Google’s Motorola wins patent injunctions against Apple in Germany

By | Published on Monday 6 February 2012

Apple

An ongoing legal squabble between Apple and Motorola over patents went before a German court last week, such disputes being all the more interesting now Motorola is, in essence, a division of Google, it having bought the mobile maker last summer. As previously reported, the two giants of the digital world, previously friendly rivals, have become increasingly hostile since they started to compete head to head in the mobile operating system market place.

Not that tech companies ever need many motivating factors to engage the services of patent lawyers. There were actually two separate Apple/Motorola patent disputes in the spotlight in Germany last week, with the latter winning in both. The first related to aspects of Apple’s iPhone and iPad, the latter to the “email push” element of the IT company’s iCloud digital locker service, and its predecessor MobileMe, with pushes emails to a user’s device without it having to first call the mail server.
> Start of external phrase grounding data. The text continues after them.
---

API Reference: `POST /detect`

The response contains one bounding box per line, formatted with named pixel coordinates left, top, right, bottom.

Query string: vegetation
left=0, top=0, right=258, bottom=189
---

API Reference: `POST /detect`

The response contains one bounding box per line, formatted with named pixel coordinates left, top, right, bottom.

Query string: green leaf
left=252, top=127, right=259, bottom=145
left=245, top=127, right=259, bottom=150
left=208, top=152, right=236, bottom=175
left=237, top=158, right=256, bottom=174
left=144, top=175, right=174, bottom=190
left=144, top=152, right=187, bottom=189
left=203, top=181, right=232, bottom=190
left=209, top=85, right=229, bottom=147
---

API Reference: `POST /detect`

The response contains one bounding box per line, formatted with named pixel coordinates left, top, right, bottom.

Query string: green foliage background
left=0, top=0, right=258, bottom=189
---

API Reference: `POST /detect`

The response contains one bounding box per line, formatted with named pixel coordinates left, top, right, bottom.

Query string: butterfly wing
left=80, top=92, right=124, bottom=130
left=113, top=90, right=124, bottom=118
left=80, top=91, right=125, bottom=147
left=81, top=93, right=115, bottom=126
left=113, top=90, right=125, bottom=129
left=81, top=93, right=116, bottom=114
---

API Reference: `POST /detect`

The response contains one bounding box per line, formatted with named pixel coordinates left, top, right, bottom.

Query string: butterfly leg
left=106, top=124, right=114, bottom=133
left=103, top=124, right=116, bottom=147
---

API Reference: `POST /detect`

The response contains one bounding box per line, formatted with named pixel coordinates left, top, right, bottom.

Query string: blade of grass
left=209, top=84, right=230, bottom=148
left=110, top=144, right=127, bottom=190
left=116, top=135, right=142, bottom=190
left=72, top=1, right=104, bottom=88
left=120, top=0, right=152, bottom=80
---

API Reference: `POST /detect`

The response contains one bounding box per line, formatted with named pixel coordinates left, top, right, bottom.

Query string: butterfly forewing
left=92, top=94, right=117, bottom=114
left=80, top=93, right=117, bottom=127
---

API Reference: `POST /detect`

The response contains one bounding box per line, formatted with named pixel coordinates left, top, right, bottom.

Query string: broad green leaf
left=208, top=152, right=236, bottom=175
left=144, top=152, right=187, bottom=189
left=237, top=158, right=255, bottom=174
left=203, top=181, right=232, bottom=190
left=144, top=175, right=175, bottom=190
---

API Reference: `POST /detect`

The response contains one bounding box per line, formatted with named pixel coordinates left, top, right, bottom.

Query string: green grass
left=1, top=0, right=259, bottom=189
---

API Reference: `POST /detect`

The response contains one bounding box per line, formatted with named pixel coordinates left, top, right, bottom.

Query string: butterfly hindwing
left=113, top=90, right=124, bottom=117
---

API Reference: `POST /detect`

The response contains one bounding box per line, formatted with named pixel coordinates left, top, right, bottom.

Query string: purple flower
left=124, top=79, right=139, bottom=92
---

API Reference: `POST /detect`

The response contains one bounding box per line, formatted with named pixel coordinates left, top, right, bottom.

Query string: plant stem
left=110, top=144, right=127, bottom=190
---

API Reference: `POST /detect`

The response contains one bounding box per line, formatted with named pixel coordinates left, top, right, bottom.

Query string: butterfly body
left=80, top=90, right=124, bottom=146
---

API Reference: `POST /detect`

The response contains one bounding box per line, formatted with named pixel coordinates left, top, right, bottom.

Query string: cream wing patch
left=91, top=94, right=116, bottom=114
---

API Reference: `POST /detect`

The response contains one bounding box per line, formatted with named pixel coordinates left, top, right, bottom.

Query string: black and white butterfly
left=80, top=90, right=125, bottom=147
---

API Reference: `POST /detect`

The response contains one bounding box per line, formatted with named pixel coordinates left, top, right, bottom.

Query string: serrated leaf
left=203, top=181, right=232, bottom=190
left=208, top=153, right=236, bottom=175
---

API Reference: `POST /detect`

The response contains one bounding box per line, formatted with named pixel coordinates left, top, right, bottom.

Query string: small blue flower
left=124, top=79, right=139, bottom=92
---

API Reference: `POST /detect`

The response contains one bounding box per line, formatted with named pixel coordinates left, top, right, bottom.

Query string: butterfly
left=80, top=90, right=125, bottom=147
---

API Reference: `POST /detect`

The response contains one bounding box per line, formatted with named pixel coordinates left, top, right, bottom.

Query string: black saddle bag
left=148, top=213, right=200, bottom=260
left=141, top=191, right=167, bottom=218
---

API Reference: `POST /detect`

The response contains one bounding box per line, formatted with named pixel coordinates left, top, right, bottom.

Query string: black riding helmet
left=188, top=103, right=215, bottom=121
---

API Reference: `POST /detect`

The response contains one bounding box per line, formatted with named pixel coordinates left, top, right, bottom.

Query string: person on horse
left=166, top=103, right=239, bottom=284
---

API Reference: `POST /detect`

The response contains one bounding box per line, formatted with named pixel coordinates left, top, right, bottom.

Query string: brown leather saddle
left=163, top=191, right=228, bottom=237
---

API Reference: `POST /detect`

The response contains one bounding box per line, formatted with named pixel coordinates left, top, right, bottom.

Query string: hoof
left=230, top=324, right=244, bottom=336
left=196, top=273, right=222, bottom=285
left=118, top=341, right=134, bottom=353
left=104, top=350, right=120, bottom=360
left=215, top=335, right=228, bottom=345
It’s a confusing case, though Apple seems to accept it is using some of Motorola’s patented technology on its mobile and tablet devices (though on the “email push” point they claimed their rival’s patent was “invalid), but the firm argues that these are industry standard technologies so its rival has a duty to provide patent licences at a fair and reasonable rate, which, Apple’s lawyers argue, it has failed to do. For its part Motorola said Apple had refused to “negotiate in good faith” regarding the use of its patented technology.

For a brief time the impact of the first of last week’s court rulings in Motorola’s favour was tangibly seen when certain Apple devices disappeared from the IT giant’s online store in Germany, though they subsequently reappeared. It seems that Apple successfully halted the injunction awarded to its rival pending an appeal of the German judge’s ruling, though Motorola could well now return to court in the next few weeks and request the injunction be actioned with immediate affect. Or something like that.

The second ruling may mean that Apple will have to alter the email delivery element of its iCloud service in Germany, having the device request messages every few minutes rather than pushing new content as and when it appears. Though the iPhone maker won’t have to act until Motorola actually enforces that particular injunction, which would apparently require the mobile maker to first post a bond of 100 million euros for complicated patent law reasons.